Alas! I have nor hope nor health,

Nor peace within nor calm around,

Nor that content surpassing wealth

The sage in meditation found,

And walked with inward glory crowned—

Nor fame, nor power, nor love, nor leisure.

Others I see whom these surround—

Smiling they live, and call life pleasure;

To me that cup has been dealt in another measure …

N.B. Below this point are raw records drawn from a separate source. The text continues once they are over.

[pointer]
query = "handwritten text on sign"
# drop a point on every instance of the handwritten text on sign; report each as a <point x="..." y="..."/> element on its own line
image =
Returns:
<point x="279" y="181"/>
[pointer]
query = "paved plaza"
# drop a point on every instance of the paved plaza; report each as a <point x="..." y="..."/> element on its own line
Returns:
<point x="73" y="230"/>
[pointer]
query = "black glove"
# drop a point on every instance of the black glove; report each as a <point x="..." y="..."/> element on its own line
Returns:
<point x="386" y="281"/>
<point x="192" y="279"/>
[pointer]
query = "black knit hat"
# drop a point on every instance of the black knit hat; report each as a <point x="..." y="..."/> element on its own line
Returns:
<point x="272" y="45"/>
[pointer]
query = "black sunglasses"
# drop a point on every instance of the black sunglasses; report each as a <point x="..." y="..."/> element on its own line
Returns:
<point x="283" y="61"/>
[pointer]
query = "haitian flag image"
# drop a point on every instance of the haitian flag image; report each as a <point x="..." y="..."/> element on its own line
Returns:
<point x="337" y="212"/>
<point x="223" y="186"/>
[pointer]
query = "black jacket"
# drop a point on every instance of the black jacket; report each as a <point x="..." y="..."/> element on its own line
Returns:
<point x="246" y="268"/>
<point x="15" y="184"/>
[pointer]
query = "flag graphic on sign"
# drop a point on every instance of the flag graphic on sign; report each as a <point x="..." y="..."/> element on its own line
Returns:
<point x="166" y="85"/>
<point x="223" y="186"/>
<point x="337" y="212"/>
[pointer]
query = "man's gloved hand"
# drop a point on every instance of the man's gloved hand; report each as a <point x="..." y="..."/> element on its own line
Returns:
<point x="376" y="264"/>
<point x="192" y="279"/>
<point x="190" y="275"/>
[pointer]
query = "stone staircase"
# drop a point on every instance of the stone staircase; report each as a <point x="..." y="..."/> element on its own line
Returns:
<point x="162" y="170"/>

This is one of Shelley’s finest poems, and, in many ways, one of his most emblematic Romantic poems, given its depiction of individual feeling against the backdrop of the natural world – here, the shores of the sea at the Bay of Naples. In his dejected or miserable state, Shelley reviews his life, muses about death, and thinks about what sort of poetic reputation he has carved out for himself.

4. ‘Mont Blanc’.

Mont Blanc yet gleams on high:—the power is there,

The still and solemn power of many sights,

And many sounds, and much of life and death.

In the calm darkness of the moonless nights,

In the lone glare of day, the snows descend

Upon that Mountain; none beholds them there,

Nor when the flakes burn in the sinking sun,

Or the star-beams dart through them …

The Romantics were greatly interested in a quality that Edmund Burke called ‘the Sublime’: that peculiar mixture of awe and terror we feel when confronted with great forces of nature. Percy Shelley’s poem about Mont Blanc, the highest mountain in the Alps, is a classic example of Romantic poetry about the Sublime – an ode to nature as a powerful and beautiful force. Shelley composed ‘Mont Blanc’ during the summer of 1816, and it was first published in Mary Shelley’s History of a Six Weeks’ Tour through a Part of France, Switzerland, Germany and Holland (1817), which – beating Frankenstein by a year – was actually Mary’s first book.

5. ‘To a Skylark’.

Hail to thee, blithe Spirit!

Bird thou never wert,

That from Heaven, or near it,

Pourest thy full heart

In profuse strains of unpremeditated art.

Higher still and higher

From the earth thou springest

Like a cloud of fire;

The blue deep thou wingest,

And singing still dost soar, and soaring ever singest …

Shelley completed this, one of his most famous poems, in June 1820. The inspiration for the poem was an evening walk Shelley took with his wife, Mary, in Livorno, in north-west Italy. Mary later described the circumstances that gave rise to the poem: ‘It was on a beautiful summer evening while wandering among the lanes whose myrtle hedges were the bowers of the fire-flies, that we heard the carolling of the skylark.’ The opening line of the poem gave Noel Coward the title for his play Blithe Spirit.

Shelley’s poem is as much about poetic inspiration as it is about the bird itself. As so often with Romantic poetry, the self of the poet, the stuff of poetic creativity, the individual soul of the artist, is at one with nature’s awe-inspiring beauty and majesty.